# Security questions...

## Kobin

Do I need to think about some extra security if I want to connect to a public access point?

I ask because the other day I connected to the internet on a hotel. In the beginning everything worked well, but after a while my apps started crashing. I don't know if this could be caused by something else, but I have only had this problem the one day when I was connected there. At home there have been no problems like this.

I tried to launch different apps like firefox gnome-terminal vlc and nautilus before connecting to the internet and everything seemed to work fine, but after connecting they took maybe 20 times longer to start up and crashed afterwards most of the time.

I have installed Gentoo from the minimal install cd using the 2007.0/desktop profile, and I have done nothing extra for security like firewall or anything.

I am going to read about firewall at some point, but I am new to Gentoo so I am learning one step at a time.

I use ndiswrapper with my Broadcom card.

I am also considering if I should reinstall to be on the safe side. I don't enough about this, but I am afraid if something had access to my computer...

----------

## Hu

Firewalls are often a good step, but if you do not have any services listening, then there is typically no extra protection from using a firewall.  Use netstat --numeric --programs --tcp --udp --listening to list all listening TCP and UDP sockets.  This can be abbreviated as netstat -nptul.

Frequent application crashes are a bad sign, but could be an indication of a hardware or kernel problem, rather than an attack.  Most modern attackers try not to crash applications, since crashes could alert the user that an attack is occurring.

Do you use wireless at home as well?  Did you ever encounter any kernel panics?  What version of the kernel are you using?  You mention ndiswrapper, so my first guess would be that you have loaded an unstable proprietary module that is causing kernel memory corruption.  If you use wireless at home, then this potential cause is much less likely.

If you believe that your system may have been compromised, you should reinstall from the CD as soon as possible.  Assume that any file on the system could have been replaced by an attacker and cannot be trusted to assist in installing a clean image.  That said, if you have put a substantial amount of work into the system or are not sure, you could try to check the system for signs of intrusion before you wipe it.  I strongly suggest booting from read only trusted media in that case as well and use only tools from the trusted media to verify your installation.  That avoids the opportunity that a compromised program could lie about its state.  If you want to perform a forensic analysis, post back for more information.  There are a number of users here who can provide more detailed advice about what to examine and how to examine it.

----------

## Kobin

I use wireless at home as well, and I have not experienced any crashes of any kind. It was only this one day. It happened a few seconds after doing "dhcpcd wlan0". After maybe one hour it stopped and there were no problems again.

I remember that the last thing I did was to enable gdm and reboot, and when I connected again the problems started. I rebooted a few times to see if the problems would continue, and they did.

Could this just be a problem of the connection not being strong enough, could that really cause other apps to crash.

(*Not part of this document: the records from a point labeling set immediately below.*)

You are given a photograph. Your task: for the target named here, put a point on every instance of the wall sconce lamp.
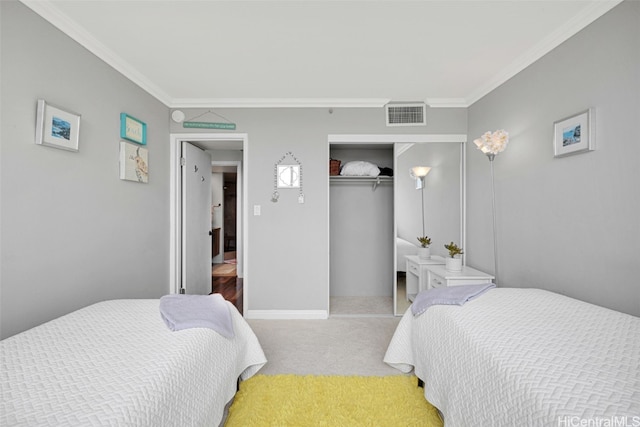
(419, 173)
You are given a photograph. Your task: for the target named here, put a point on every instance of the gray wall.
(72, 232)
(572, 224)
(289, 243)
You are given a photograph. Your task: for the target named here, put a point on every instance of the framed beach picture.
(133, 129)
(134, 162)
(56, 127)
(575, 134)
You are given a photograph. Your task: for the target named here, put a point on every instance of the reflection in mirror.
(441, 203)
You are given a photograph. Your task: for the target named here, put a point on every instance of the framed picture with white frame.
(574, 134)
(56, 127)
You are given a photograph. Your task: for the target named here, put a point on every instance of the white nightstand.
(438, 277)
(417, 275)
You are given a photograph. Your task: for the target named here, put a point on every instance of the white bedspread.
(524, 357)
(116, 363)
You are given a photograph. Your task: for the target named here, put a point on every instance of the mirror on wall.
(437, 206)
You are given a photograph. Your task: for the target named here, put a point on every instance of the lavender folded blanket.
(197, 311)
(448, 295)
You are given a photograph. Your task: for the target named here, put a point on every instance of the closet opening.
(361, 230)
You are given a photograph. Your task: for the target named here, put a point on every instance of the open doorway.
(226, 279)
(228, 150)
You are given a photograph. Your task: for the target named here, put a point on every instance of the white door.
(196, 220)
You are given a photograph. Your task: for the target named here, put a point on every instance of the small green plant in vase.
(424, 252)
(452, 263)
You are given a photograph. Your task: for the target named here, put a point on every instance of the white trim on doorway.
(204, 140)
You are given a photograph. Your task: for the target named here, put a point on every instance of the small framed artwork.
(133, 129)
(288, 176)
(575, 134)
(56, 127)
(134, 162)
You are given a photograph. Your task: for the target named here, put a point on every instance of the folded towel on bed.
(197, 311)
(448, 295)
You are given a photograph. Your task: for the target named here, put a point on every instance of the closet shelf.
(375, 180)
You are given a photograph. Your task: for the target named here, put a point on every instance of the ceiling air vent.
(406, 114)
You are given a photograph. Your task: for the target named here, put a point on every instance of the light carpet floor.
(336, 346)
(300, 401)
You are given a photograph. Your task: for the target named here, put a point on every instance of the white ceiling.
(324, 53)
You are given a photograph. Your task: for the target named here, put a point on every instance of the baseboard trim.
(286, 314)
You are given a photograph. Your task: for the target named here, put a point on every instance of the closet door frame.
(372, 139)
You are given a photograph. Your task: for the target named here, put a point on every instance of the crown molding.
(594, 11)
(47, 10)
(280, 103)
(446, 103)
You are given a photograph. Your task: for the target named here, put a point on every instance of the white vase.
(424, 253)
(453, 264)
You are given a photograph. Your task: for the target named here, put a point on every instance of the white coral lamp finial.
(492, 143)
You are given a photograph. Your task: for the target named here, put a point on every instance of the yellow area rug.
(296, 400)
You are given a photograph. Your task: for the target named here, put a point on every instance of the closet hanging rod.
(375, 180)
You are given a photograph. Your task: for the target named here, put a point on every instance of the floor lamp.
(419, 173)
(492, 144)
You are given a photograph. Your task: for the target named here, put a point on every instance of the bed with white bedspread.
(117, 363)
(524, 357)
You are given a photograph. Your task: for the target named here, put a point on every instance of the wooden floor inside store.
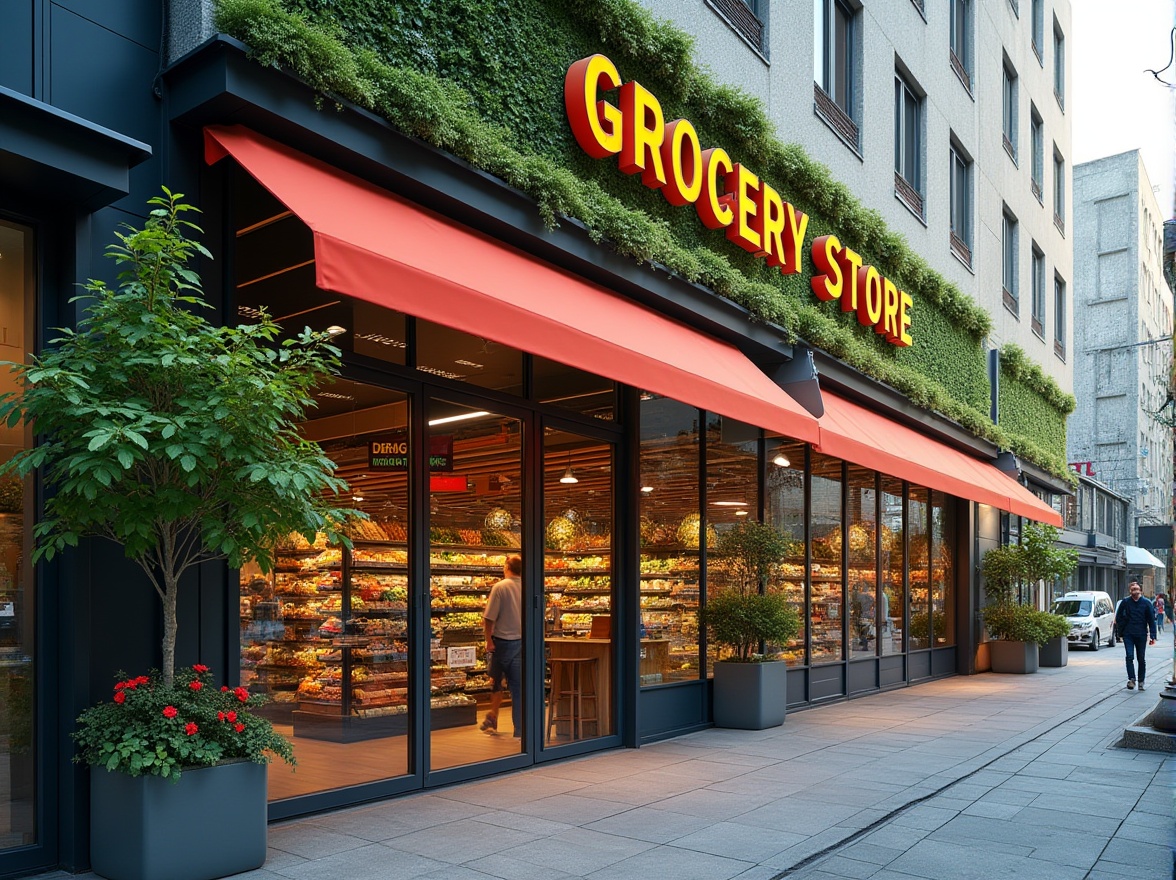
(323, 766)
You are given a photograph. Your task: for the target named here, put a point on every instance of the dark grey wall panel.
(17, 45)
(106, 78)
(138, 20)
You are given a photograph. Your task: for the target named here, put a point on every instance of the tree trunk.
(169, 627)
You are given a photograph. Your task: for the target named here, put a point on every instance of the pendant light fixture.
(568, 477)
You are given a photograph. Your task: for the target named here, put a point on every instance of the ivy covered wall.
(483, 79)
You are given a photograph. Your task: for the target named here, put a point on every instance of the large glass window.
(326, 634)
(18, 735)
(578, 587)
(672, 534)
(942, 572)
(827, 575)
(862, 553)
(919, 547)
(1038, 292)
(893, 595)
(733, 488)
(784, 510)
(834, 52)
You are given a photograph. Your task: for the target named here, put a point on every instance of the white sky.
(1116, 105)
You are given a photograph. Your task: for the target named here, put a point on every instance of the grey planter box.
(750, 697)
(1019, 658)
(208, 825)
(1055, 652)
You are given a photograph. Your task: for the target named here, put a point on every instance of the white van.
(1091, 617)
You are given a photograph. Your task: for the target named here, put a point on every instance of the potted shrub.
(749, 692)
(178, 440)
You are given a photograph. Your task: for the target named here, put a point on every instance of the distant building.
(1122, 338)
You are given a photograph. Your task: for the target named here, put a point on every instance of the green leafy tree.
(167, 434)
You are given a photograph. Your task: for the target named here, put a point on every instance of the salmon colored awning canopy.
(864, 438)
(379, 247)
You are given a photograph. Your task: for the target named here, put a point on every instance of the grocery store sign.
(726, 194)
(389, 452)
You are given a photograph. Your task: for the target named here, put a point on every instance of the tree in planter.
(166, 434)
(746, 613)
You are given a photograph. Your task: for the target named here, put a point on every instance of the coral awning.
(864, 438)
(379, 247)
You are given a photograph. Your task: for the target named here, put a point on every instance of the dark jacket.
(1136, 618)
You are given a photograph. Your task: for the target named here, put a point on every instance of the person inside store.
(1135, 621)
(502, 624)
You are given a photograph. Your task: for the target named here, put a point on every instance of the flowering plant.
(156, 730)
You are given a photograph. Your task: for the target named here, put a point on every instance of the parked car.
(1091, 617)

Of course I would like to learn more about detecting security problems, but maybe for now it is better to reinstall to be sure, if it might be a security issue. But it is anoying since it will take about 2 days for me to compile everything.

One question:

I have been connected to my router at home a few times since this happened. Do I need to worry about security on my other computers? I have no sharing enabled or printers or anything...

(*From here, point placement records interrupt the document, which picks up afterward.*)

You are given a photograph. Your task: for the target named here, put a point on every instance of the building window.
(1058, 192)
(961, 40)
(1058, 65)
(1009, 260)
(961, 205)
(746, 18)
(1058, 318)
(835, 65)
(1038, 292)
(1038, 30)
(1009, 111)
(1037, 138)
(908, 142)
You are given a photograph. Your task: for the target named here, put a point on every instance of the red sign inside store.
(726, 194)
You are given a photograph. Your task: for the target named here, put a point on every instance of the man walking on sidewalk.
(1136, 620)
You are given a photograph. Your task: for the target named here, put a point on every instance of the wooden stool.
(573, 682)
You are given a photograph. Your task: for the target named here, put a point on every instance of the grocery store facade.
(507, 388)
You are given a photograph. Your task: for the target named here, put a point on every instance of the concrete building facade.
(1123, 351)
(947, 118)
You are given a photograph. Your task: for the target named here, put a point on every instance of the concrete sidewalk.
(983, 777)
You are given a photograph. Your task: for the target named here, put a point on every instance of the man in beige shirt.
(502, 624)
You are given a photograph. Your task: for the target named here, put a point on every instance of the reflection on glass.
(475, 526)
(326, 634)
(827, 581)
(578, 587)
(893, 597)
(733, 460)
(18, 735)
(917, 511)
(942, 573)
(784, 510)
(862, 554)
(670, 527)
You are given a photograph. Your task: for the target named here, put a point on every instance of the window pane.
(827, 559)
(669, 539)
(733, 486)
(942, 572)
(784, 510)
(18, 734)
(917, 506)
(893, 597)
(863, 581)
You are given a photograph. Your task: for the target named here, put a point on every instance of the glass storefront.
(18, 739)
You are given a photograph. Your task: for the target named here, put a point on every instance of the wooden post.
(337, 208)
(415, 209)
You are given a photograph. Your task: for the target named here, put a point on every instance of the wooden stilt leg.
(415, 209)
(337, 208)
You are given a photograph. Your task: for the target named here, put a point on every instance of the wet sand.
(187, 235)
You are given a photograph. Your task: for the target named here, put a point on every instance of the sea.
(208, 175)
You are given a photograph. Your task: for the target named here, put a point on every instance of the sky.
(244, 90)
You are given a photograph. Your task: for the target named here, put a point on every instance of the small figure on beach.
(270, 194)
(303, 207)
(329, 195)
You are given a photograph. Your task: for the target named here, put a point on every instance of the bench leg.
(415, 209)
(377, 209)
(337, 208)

I am using the 2.6.24 kernel...

----------

## Kobin

Even if no one has any idea what could have been happening here, I would still like to learn more about security....

Do you know any good reading on the subject?

The most I have found on the internet has focused on telling about problems but not really on how to fix or avoid them and they always talk about servers. I want to know more about securing my laptop (desktop-replacement).

So do you have any good recommendations?

Even just general reading on security would be nice...

----------

## Hu

A weak connection could cause you to lose network connections.  Some applications do not handle that well, but you were using well known applications that, as far as I know, handle such loss gracefully.  If the weak connection were a problem, it would likely be that the weak connection caused your wireless driver to malfunction and corrupt system memory.  I consider that to be unlikely as well, as otherwise we should have seen more reports from Broadcom users that weak connections cause problems.

In theory, anything your computer can reach could also have been reached by an attacker, if he or she established a foothold on the system.  That includes capturing traffic sent by the switch, listening to any wireless traffic, and logging keystrokes.  In practice, I doubt that you would have a random encounter with an attacker determined enough to do all that.

As regards to security reading, you could start by reading about Hardened Gentoo.  I suggest you follow all the links from that page before deciding which, if any, you want to use in securing your system.  There are several competing choices.

----------